In order to explore the therapeutic effect of MPH-220 on gait disturbance after brain injury, the researchers used the recently developed animal model of spastic cerebral palsy for in-depth research (Figure A). They let rats with convulsions move for 15 minutes in a plastic box 80cm long and 80cm wide. Under the box is a piece of 8mm thick transparent plexiglass with a gait sensor installed underneath, which can record the gait of the mouse ( Figure B).
The researchers separately analyzed the effects of MPH-220 treatment on each animal. Rat A cannot use its right forelimb and left hind limb normally due to spasm, so it can only turn in a single direction along the right side. However, 40 minutes after MPH-220 administration, the gait of this rat’s hind limbs can be clearly seen With obvious improvement, the proportion of left turns is gradually increasing, and it can increase to 51% after 3 hours of treatment (Figure C).
The symptoms of rat C are that it cannot use both hind limbs, and the right hind limb will fall to the ground or twitch from time to time.
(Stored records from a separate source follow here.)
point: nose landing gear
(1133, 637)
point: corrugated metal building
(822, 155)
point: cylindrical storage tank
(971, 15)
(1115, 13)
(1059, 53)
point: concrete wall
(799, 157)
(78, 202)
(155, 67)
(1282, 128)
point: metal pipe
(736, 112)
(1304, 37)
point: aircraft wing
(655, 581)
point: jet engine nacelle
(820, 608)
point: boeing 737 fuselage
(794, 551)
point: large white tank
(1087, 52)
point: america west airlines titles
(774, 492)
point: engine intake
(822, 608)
After the researchers administered MPH-220 to rat C, they found that the frequency of falling and convulsions in this rat 3 hours and 5 hours after the administration decreased significantly, while the left and right feet landed on the ground.
The frequency also gradually increased (Figure D), thus proving the therapeutic effect of MPH-220 on this type of gait disorder. In the case of rat D, the right hind leg cannot be used, which makes it impossible for its limbs and paws to be properly positioned on the ground.
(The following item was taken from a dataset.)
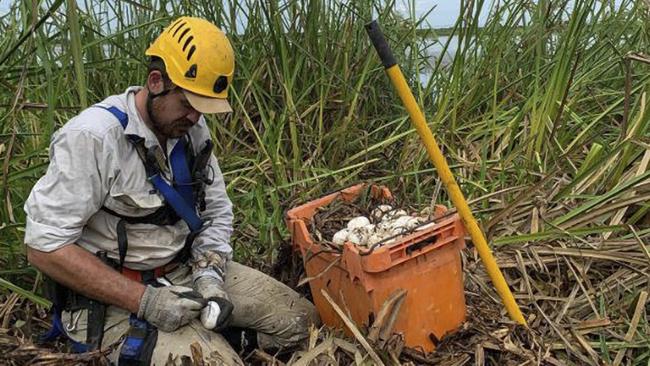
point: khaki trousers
(279, 315)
The researchers traced the gait of the mouse after MPH-220 administration and found that, compared with the healthy group, the mouse can begin to use both hind limbs normally after 5 hours of administration, and the gait gradually It has become normal (Figure E, F). These few examples show that MPH-220 does have obvious effects in improving gait disorders caused by brain injury.
Finally, the researchers focused on the changes in the spasm-related gait components caused by treatment through deep learning based on neural networks and principal component analysis. For the ground motion of all animals during 15 minutes of free movement in the open field test, the researchers used 28 parameters to characterize the three-dimensional position of the animal’s limbs and body axis under three motion speed states, and then based on the posture estimation deep learning algorithm.
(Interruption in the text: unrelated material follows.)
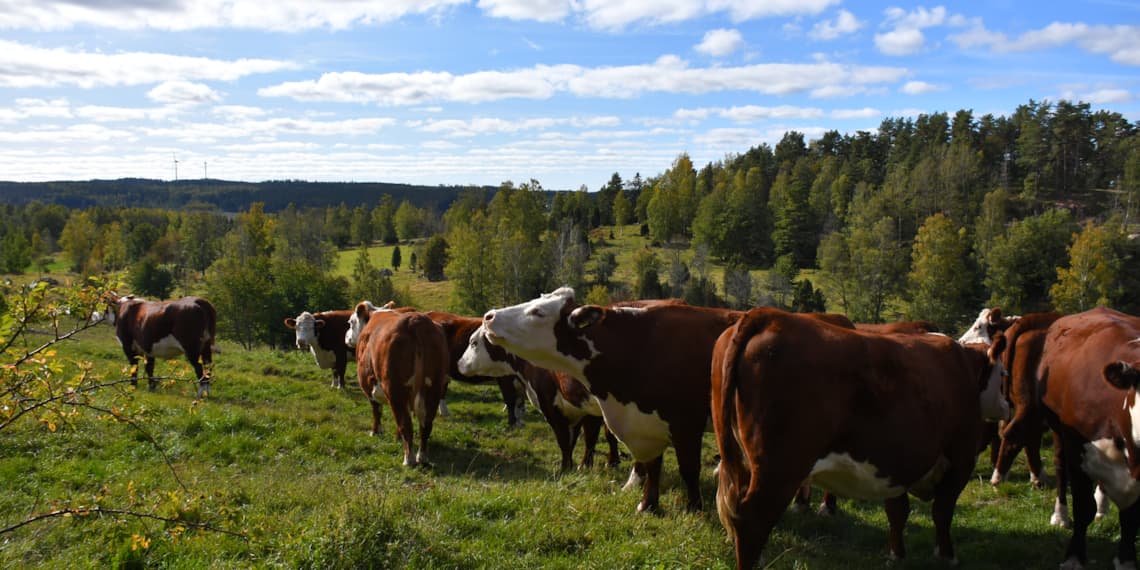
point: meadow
(282, 466)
Quantify motion characteristics and expose these characteristics in principal component analysis (PCA). PCA contains three main components PC1, PC2 and PC3, among which PC1 is significantly different from the healthy range, which indicates that the spastic walking asymmetry caused by pyramidal tract injury is reflected in the main gait components (Figure A). Most importantly, MPH-220 treatment significantly reduced the PC1 score, which confirmed that MPH-220 improved the gait pattern of the treated animals to make it consistent with the gait pattern of healthy rats (Figure A).
When the researchers analyzed the three speed states separately, they found that the vertebral tract injury mainly affects PC1 in the slow and medium speed states, and PC2 and PC3 in the fast state. After treatment with MPH-220, the scores of PC1 in the slow-moderate state and PC3 in the fast state have been significantly improved, gradually tending to the normal range (Figure B). Next, the researchers identified the main parameters that can have a significant impact on PC1 and PC3 in slow, medium and fast states.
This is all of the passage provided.